As recently as June 2013 when the DCA in conjunction with the UK’s foremost political magazine New Statesman produced the UK’s first mainstream expose of the hitherto ‘hidden world’ of data centres, no Government Minister could be found to write a contribution, because they were unaware of this massive sector.
The publication of that Special Report and a personal briefing by DCA to Greg Baker Minister of State at the Department of Energy and Climate Change brought about an instant interest. So much so that by the time of the second DCA/New Statesman Data Centre Special Report in August 2013 Minister of State for Universities and Science David Willets wrote a leader article recognising the importance of the sector and noted that Government Ministers Vince Cable, Michael Fallon and Ed Vaisey had all now been to visit Data Centres!
In the New Statesman/DCA special report, Willets wrote:
“Data centres are a crucial part of that infrastructure, and are an area that the government needs to understand better. They are the physical, tangible manifestation of the somewhat invisible and ethereal concept which is the internet. They are absolutely fundamental to a successful and vibrant information economy in the UK, supporting some of our biggest global companies, and our research institutions. London’s successful financial sector could not function without the state-of-the-art data centres in areas like Docklands, enabling computer-based and low-latency trading.
Data centres are the tangible manifestation of the ethereal internet
Moreover, in the UK we are good at putting together data centres – and this is expertise we can export to the world at a time when global spending on data centres is predicted to reach $149bn next year.

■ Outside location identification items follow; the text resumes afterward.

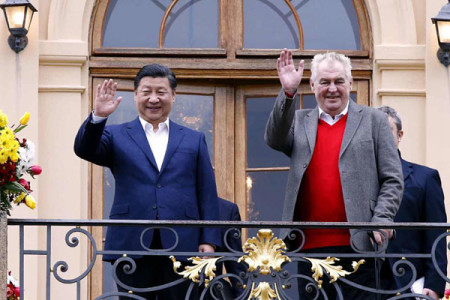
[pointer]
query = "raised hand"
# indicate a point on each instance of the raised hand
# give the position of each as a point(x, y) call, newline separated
point(289, 77)
point(105, 104)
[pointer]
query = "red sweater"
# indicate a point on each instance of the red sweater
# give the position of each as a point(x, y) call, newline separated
point(320, 196)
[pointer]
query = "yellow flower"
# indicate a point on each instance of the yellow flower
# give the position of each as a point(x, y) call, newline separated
point(3, 119)
point(20, 198)
point(30, 202)
point(14, 157)
point(25, 118)
point(3, 156)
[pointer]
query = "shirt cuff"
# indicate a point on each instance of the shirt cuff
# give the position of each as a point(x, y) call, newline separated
point(96, 119)
point(289, 95)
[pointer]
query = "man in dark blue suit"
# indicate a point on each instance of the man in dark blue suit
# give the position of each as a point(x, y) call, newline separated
point(423, 201)
point(162, 172)
point(228, 211)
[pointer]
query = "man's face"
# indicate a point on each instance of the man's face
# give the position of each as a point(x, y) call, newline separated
point(397, 134)
point(154, 99)
point(331, 87)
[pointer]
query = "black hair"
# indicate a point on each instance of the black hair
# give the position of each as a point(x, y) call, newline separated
point(156, 70)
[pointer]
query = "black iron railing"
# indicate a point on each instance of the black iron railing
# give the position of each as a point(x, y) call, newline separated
point(269, 268)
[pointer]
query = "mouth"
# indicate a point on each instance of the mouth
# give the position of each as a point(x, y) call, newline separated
point(333, 97)
point(153, 108)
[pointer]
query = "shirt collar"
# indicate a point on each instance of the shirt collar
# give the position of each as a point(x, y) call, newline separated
point(161, 125)
point(342, 113)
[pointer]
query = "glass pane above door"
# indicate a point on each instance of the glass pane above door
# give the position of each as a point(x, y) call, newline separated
point(327, 24)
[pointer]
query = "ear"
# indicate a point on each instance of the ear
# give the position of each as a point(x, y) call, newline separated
point(400, 135)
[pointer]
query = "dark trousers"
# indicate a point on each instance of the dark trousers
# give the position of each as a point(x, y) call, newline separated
point(365, 276)
point(154, 271)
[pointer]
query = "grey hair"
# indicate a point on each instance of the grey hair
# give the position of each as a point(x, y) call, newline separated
point(392, 113)
point(331, 57)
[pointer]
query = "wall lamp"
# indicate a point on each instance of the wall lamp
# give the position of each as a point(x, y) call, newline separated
point(18, 14)
point(442, 22)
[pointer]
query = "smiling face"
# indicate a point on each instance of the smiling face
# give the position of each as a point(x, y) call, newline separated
point(331, 87)
point(154, 99)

Concluded the DCA’s Executive Director Simon Campbell-Whyte, , “We are delighted that the UK Government has now recognised the imperative to grow and support this sector. And, although as an organisation we represent the industry globally we believe that this is a major milestone in the success of UK plc and are proud that we were able to achieve this on behalf of our members.”
“It is of course only a first step, and we are standing by to assist UK Government and Governments worldwide as they come to terms with understanding and supporting the digital factories that now power the global information economy.”